Grid Operator: 3.3 Million CA Homes Could Lose Power

Early beachgoers secure spots on the shore at Santa Barbara, Calif., on Sunday, Aug. 16, 2020, as the superyacht Bravo Eugenia lies offshore. Californians packed beaches, lakes and recreation areas Sunday to seek relief from a record heat wave that strained the electricity grid and threatened to trigger a third round of rolling power outages. The heat wave brought triple-digit temperatures and raised wildfire danger and fears of coronavirus spread — a major concern in a state that has seen more than 621,000 confirmed cases. Public health officers urged people to follow mask and social distancing orders if they head outdoors. (AP Photo/John Antczak)

SAN FRANCISCO (AP) — The operator of California’s electric grid said up to 3.3 million homes may lose power Monday as part of rolling outages to ease pressure on the state’s energy grid.

The California Independent System Operator says it will likely order utility companies to turn off power starting around 4 p.m. as demand for electricity to cool homes soars during the hottest part of the day beyond the power available in the grid.

The state’s electric grid is ordering more shutoffs because of an energy shortage caused by a heat wave engulfing the West Coast.

California ISO CEO and President Steve Berberich said the state is short about 4,400 megawatts, which equates to about 3.3 million homes. He says those affected can expect to lose power for about two hours.

THIS IS A BREAKING NEWS UPDATE. AP’s earlier story follows below.

SAN FRANCISCO (AP) — An irate California Gov. Gavin Newsom signed an emergency proclamation allowing some energy users and utilities to tap backup energy sources amid a days-long heatwave that has prompted rolling blackouts affecting hundreds of thousands of households.

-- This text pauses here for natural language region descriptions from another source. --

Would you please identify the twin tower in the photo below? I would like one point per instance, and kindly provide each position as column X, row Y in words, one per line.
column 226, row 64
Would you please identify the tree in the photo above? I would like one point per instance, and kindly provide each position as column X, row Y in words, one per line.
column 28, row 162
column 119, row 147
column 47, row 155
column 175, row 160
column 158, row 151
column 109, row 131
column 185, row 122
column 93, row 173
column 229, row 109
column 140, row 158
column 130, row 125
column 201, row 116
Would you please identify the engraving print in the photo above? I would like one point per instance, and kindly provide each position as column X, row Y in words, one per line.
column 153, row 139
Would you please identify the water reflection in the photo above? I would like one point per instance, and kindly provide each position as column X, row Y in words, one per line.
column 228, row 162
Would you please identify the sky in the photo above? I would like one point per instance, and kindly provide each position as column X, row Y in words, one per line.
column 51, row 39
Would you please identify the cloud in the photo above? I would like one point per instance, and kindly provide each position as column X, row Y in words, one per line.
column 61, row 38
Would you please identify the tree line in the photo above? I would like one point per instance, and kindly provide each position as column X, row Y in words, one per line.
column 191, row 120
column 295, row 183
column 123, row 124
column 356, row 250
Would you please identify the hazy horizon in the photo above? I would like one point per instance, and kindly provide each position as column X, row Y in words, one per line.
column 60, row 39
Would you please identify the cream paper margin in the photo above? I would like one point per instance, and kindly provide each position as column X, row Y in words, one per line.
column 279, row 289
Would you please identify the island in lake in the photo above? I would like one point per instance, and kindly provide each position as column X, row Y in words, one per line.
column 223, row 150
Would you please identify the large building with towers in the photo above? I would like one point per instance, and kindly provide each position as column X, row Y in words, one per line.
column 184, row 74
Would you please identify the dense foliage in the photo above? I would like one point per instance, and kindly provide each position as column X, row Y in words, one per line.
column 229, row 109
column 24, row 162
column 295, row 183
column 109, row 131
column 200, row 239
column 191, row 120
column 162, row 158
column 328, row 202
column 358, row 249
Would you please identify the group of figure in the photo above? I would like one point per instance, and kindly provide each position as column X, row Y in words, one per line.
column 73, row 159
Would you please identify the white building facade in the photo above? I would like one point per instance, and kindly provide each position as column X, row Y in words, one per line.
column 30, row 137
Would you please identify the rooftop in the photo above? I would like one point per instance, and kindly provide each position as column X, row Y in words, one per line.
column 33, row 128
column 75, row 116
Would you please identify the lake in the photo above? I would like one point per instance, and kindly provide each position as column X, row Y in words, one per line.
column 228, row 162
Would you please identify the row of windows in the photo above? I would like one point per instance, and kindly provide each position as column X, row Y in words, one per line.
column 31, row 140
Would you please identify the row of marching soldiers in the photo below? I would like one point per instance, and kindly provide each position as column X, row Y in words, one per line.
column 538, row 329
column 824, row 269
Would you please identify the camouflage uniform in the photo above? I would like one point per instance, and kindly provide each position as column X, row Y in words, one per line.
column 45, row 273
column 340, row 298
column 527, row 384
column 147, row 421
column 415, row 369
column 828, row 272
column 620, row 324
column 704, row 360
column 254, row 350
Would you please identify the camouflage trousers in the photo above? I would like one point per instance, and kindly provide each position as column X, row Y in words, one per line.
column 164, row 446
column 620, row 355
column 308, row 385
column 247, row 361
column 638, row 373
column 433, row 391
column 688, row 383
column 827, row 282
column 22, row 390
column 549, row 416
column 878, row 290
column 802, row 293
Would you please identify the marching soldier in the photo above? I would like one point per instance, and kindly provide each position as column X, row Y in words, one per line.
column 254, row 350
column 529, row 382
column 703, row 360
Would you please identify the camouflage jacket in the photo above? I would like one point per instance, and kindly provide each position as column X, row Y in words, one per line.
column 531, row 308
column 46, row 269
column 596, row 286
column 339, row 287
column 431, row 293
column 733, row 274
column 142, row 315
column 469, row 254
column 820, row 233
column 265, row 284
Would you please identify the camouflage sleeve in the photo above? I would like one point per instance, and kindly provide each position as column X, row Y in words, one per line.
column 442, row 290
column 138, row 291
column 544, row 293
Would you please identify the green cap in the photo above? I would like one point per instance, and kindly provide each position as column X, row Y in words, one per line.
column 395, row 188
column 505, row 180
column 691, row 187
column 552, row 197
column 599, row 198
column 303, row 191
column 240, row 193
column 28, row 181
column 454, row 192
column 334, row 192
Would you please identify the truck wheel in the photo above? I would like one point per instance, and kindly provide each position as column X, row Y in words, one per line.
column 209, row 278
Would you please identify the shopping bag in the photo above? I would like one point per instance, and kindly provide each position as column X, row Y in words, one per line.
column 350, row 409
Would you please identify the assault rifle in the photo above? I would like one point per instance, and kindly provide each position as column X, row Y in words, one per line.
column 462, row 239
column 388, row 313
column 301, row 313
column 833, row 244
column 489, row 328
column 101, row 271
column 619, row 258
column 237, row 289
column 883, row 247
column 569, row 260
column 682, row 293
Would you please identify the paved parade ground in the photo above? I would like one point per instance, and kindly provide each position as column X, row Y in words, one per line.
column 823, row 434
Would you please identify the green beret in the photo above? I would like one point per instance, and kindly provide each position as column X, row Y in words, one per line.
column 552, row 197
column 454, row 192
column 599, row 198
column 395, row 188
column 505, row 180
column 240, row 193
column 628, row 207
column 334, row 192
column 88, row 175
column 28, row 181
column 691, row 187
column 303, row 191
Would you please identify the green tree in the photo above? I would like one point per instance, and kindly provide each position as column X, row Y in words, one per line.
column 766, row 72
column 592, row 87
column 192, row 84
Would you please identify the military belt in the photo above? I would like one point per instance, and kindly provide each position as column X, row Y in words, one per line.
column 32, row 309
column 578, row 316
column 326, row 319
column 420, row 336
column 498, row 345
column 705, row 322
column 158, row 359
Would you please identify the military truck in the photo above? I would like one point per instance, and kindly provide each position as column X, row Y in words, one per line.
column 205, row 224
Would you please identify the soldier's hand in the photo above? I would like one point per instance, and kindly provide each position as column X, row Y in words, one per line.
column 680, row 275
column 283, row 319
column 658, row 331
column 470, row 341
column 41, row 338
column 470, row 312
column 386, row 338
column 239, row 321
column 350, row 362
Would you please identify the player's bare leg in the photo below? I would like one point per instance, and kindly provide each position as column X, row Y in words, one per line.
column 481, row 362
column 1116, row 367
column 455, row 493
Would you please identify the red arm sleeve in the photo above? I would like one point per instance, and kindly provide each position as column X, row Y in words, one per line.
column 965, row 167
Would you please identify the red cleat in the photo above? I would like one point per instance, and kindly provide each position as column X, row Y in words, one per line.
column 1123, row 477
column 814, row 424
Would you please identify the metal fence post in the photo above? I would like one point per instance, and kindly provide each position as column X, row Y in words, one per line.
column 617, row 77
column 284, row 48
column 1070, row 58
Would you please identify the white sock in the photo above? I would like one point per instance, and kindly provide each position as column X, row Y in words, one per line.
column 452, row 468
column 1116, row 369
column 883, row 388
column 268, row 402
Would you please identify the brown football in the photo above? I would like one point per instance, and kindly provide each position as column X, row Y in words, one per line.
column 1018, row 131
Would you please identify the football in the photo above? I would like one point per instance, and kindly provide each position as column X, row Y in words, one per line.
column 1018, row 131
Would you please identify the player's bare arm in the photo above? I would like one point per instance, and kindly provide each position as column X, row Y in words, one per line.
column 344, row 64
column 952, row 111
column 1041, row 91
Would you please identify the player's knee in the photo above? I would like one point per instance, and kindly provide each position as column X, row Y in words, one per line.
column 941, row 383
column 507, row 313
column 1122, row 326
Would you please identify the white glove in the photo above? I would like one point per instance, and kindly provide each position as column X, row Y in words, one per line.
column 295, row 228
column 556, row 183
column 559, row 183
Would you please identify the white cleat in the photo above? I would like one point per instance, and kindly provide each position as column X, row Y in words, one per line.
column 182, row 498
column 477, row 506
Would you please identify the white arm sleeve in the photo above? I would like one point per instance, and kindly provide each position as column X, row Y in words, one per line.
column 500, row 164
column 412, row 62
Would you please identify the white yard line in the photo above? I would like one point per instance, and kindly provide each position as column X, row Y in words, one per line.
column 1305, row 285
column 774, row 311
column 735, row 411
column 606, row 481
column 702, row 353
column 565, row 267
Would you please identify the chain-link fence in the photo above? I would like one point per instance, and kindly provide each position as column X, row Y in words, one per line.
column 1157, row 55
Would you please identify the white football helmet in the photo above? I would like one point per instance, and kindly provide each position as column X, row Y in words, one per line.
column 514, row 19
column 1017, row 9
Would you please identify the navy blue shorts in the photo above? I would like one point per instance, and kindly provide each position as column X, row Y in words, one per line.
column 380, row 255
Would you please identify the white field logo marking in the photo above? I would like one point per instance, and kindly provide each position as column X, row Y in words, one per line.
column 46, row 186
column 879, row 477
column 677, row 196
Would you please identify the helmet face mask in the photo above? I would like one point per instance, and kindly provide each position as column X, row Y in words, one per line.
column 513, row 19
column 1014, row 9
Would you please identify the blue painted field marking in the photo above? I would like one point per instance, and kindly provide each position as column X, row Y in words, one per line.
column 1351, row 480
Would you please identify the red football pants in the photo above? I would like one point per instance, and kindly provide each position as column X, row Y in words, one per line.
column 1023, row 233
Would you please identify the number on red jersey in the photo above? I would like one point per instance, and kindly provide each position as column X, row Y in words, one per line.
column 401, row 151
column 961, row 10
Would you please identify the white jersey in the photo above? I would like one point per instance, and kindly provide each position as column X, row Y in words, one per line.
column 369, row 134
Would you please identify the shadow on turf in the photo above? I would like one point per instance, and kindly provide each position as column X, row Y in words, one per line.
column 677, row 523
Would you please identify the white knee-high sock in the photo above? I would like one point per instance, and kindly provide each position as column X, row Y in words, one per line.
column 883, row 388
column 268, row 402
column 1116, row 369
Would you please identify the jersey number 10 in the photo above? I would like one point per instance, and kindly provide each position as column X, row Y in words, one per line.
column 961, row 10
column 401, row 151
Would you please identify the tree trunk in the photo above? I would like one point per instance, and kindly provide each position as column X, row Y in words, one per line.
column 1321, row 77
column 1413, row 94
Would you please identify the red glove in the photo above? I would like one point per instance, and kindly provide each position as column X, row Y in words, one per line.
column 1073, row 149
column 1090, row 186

The governor warned that customers could again lose power as early as 3 p.m. Monday as spiking temperatures strain the state’s power grid. He didn’t say where the outages might occur.

Newsom acknowledged the state failed to predict and plan for the energy shortages.

“I am not pleased with what’s happened,” he said during an afternoon press briefing. “You shouldn’t be pleased with the moment that we’re in in the state of California.”

Newsom also sent a letter demanding that the state energy commission, state public utilities commission and the California Independent System Operator investigate broad energy blackouts over two days last week that he said occurred without prior warning or enough time to prepare.

He said residents battling a heat wave and a pandemic in which they’re encouraged to stay home as much as possible were left without the basic necessity of electricity.

“These blackouts, which occurred without prior warning or enough time for preparation, are unacceptable and unbefitting of the nation’s largest and most innovative state,” Newsom wrote. “This cannot stand. California residents and businesses deserve better from their government.”

But Steve Berberich, president and CEO of California Independent System Operator, which operates the state’s electricity grid, said they have warned the state utilities commission of a resource gap.

“We have indicated in filing after filing after filing that the resource adequacy program was broken and needed to be fixed,” he said. “The situation we are in could have been avoided.”

The state Public Utilities Commission did not respond immediately to a request for comment.

Californians packed beaches and river banks over the weekend to cool off from scorching triple-digit temperature that raised the risk of more wildfires and fears of coronavirus spread.

The unusually hot weather overwhelmed the state’s electrical grid, prompting the California ISO to warn of another electricity supply shortage Sunday, though that one was averted.

Residents may not be so lucky this week as Berberich said Monday: “Near certain we’ll be forced to ask the utilities to cut off power to millions today to balance supply and demand. Today and tomorrow and perhaps beyond.”

California ISO ordered the first rolling outages in nearly 20 years on Friday when it directed utilities around the state to shed their power loads. The state’s three biggest utilities — Pacific Gas & Electric, Southern California Edison and San Diego Gas and Electric — turned off power to more than 410,000 homes and businesses for about an hour at a time until the emergency declaration ended 3 1/2 hours later.

The ISO instituted a second, but shorter, rolling outage Saturday evening that cut power to more than 200,000 customers.

The last time a California governor faced power outages, he was successfully recalled. Gray Davis, a Democrat, was recalled in October 2003 and replaced by Arnold Schwarzenegger, a Republican.

Customers are asked to reduce energy use, especially during peak evening hours, as the hot weather is expected to last through Wednesday night.

California also still faces the threat of power outages to prevent wildfires. Thousands were without power for days last year when Pacific Gas & Electric and other utilities shut off lines amid high, dry winds in order to prevent wildfires.


Beam reported from Sacramento, Calif.